Competitiveness and emergence of other customized portals, such as eBay, get into the search market making traditional players unable to break even (Jones 7). The shifting consumer demand also affects the search engine industry. This is in the sense that players have to adopt capabilities that can deliver on the end user demand (Jones 10).
The future prospect of Yahoo
Yahoo generates substantively its revenue from the sale of advertisements on short-term contracts. By January 2010, Yahoo had the world’s largest market share in online display advertising. Yahoo’s United States market share for display advertising was at 17 percent followed by Microsoft at 11 percent and AOL came in third at 7 percent.
The other competitive advantage is its customized web pages and services that meet the needs of customers (Jones 5).
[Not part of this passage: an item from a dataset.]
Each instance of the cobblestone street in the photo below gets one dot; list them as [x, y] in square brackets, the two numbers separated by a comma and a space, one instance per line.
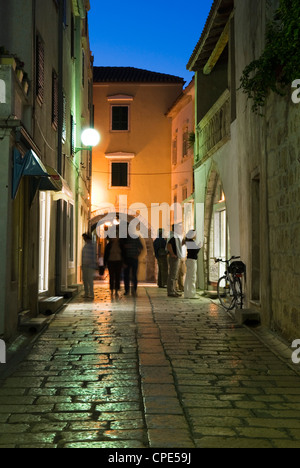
[149, 372]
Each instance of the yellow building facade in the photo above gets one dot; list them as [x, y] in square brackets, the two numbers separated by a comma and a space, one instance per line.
[132, 164]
Yahoo’s high standard places the company at sustainable competitive advantage. The new innovative and novel products helped Yahoo set the benchmarks from the onset. Yahoo also has a stake of 40 percent in Alibaba Group Holding Ltd, which is valued at $120 billion (Jones 12).
The success of Yahoo 2011
Table: Yahoo Revenue in millions.
Source: (Frier, Sarah and Aaron Ricadela par. 4).
In the year 2011, social network Facebook overtook Yahoo in becoming the top search engine. The online entry of Facebook greatly reduced the market share. The loss of the top spot is attributed to the leadership strategies. The strategic recommendations by the top managers did not work effectively with the external and internal environments (Frier, Sarah and Aaron Ricadela 4).
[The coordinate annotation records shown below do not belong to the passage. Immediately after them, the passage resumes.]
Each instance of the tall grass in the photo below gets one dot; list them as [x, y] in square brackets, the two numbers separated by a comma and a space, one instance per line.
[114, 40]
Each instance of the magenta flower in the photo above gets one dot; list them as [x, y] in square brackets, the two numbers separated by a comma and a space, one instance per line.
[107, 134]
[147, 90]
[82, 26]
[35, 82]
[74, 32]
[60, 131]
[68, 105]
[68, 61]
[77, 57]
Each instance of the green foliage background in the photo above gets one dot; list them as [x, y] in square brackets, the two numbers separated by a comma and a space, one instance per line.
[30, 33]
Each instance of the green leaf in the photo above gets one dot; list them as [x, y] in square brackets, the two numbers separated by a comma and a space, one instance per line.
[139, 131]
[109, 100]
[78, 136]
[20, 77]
The future revenue earning is estimated at over $80 billion from commercial advertisement through its radical business model by 2010-2015 (Frier, Sarah and Aaron Ricadela 5). However, this estimation has been scaled down due to the entry of Facebook, economic recession and other competitors.
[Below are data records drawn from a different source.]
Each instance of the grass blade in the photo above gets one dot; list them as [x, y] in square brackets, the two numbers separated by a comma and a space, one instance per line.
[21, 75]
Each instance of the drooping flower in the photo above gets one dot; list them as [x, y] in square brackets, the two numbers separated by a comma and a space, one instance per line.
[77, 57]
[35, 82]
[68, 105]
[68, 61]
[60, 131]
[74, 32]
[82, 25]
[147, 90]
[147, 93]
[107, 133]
In September 2011, Carol Bartz is removed as CEO of the company. This was followed by successive removal and replacement of CEOs within short periods (Jones 11-12). The implementation of strategies by the top management was ineffective and this created wariness amongst the shareholders.
Hence, the company had a challenge of finding a proficient CEO, who would provide effective leadership with innovative, proper vision, mission and policy. Nevertheless, since the hiring of Marissa Mayer as a CEO on July 2012, the company performed successfully. Marissa Mayer was a former executive of the Google Company.
Investment decision
If I had money, I would have invested in the company, because Yahoo has promising future prospects. On July 2013, Yahoo outshined Google due to the number of visits to its websites. During this period, the number of United States visitors clicked at 196 million an increase of 21 percent per year (Womack 7).
In 2012, Yahoo’s shares gained 58 percent. This year, the company plans to acquire San Francisco based Yelp company. Yelp’s shares have gone up by 30 percent (Womack 4). After a prudent analysis of Yahoo profitability and its management, investing in the company is highly recommended. Since the management is targeting and working effectively towards growing revenue, putting funds into the company is a good idea.
Works Cited
Frier, Sarah and Aaron Ricadela. “Yahoo Boosts Share Buyback by $5 Billion.” Bloomberg Technology. Web.
Jones, Gareth R. “Is Yahoos Business model Working in 2011.” A case study (2011): pp. 1-13. Web.
Womack, Brian. “Yahoo’s Profit Tops Estimates as Mayer’s Turnaround Gains Steam.” Web.